Il secondo motivo deriva dal confronto con gli altri paesi europei. Difficile trovare una combinazione peggiore dell’Italia di bassa fecondità e contrazione dei potenziali genitori. Se oggi la Francia è preoccupata per un tasso sceso a 1,6, l’Italia da oltre quarant’anni si trova sotto 1,5. Le dinamiche recenti sono state ulteriormente peggiorative, con un tasso inabissato sotto 1,2 nel 2024 e stime Istat che anticipano per il 2025 un nuovo record negativo di nascite. Le prospettive che ne derivano non sono rosee. Da oggi al 2050 avremo circa 4 milioni di over 75enni in più, mentre nei soli prossimi dieci anni, come stima l’INAPP, la forza lavoro perderà oltre 6 milioni di persone per pensionamento.
Se nessun altro paese al nord delle Alpi farebbe a cambio con noi sui livelli di fecondità, sono invece ben disposti ad accogliere i giovani italiani non rassegnati a rivedere al ribasso progetti professionali e di vita. I dati dell’Osservatorio giovani dell’Istituto Toniolo, che verranno a breve pubblicati in un Rapporto del Cnel sull’attrattività, mostrano come nella fascia 18-34 anni sia notevolmente maggiore la percentuale di chi dall’Italia vede migliori prospettive spostandosi verso uno degli altri grandi paesi europei, rispetto a chi da tali paesi ritiene di migliorare la propria condizione spostandosi in Italia. Tra le ragioni che spingono alla fuoriuscita dei giovani italiani al primo posto ci sono le opportunità di lavoro e di adeguato salario, ma al secondo posto c’è il maggior riconoscimento dei diritti sociali e un più efficiente sistema di welfare. Chi più mette in conto di andarsene, perché maggiormente insoddisfatto della condizione in cui si trova, sono le giovani donne e i figli degli immigrati.

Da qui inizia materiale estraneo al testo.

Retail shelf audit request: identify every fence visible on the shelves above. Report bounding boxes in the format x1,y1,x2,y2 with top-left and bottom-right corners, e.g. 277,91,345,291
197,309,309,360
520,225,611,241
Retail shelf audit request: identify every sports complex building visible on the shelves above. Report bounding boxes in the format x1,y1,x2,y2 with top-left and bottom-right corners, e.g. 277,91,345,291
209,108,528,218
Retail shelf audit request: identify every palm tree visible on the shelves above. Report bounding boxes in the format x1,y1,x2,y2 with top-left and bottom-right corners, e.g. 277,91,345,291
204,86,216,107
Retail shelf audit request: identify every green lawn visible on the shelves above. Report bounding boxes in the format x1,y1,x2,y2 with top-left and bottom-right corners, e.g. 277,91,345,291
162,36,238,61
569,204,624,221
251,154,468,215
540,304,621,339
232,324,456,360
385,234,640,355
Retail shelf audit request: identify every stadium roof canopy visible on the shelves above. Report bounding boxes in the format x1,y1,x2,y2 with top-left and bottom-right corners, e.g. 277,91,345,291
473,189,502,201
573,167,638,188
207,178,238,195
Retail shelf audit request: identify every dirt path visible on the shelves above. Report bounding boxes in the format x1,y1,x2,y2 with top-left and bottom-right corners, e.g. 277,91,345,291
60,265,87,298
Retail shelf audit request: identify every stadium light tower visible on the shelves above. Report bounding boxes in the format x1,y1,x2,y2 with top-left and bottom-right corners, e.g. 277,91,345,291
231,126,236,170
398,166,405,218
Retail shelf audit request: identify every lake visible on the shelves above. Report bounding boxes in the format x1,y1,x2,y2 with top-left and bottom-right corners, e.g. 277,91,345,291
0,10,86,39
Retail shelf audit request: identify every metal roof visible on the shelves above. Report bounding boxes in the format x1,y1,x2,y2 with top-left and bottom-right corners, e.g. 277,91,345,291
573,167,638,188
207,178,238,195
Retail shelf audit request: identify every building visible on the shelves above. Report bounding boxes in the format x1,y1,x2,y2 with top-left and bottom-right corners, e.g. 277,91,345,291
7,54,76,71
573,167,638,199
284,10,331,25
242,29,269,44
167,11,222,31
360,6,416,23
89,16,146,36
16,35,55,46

Ed arriviamo al terzo motivo. Come mostrano i dati di varie indagini, la fecondità attuale italiana è bassa anche, e soprattutto, rispetto a quanti figli i giovani dichiarano di voler avere. I rispondenti attorno ai 20 anni indicano in media un valore vicino a 2 in condizione ideale e a 1,6 mettendo in conto le difficoltà oggettive attese. La Francia consente di raggiungere tale livello, mentre in Italia si osserva una revisione al ribasso via via che ci si scontra con le effettive difficoltà della transizione alla vita adulta.
Come ha sottolineato il presidente Mattarella, questo paese non mette le nuove generazioni nella condizione di dare in meglio di sé, di realizzarsi all’altezza di desideri e potenzialità che non sono certo inferiori ai coetanei europei. Se continuiamo ad avere il record in Europa di giovani che non studiano e non lavorano (oltre 1 su 5 tra i 25 e i 34 anni), di età tardiva femminile al primo figlio (vicina ai 32 anni), di bassa occupazione delle donne (il gap di genere è di 19 punti percentuali), è perché siamo lontani dalle migliori esperienze europee sul tema del diritto allo studio, di un affitto sostenibile, di un salario dignitoso, ma anche del diritto per un bambino che nasce di avere accesso a un nido di qualità e di poter trascorrere tempo adeguato sia con la madre che con il padre (il congedo di paternità è fermo a 10 giorni). Non si tratta di princìpi teorici o di welfare assistenziale, ma di condizioni abilitanti per costruire un futuro migliore con le nuove generazioni dando fiducia e sostegno alle loro scelte.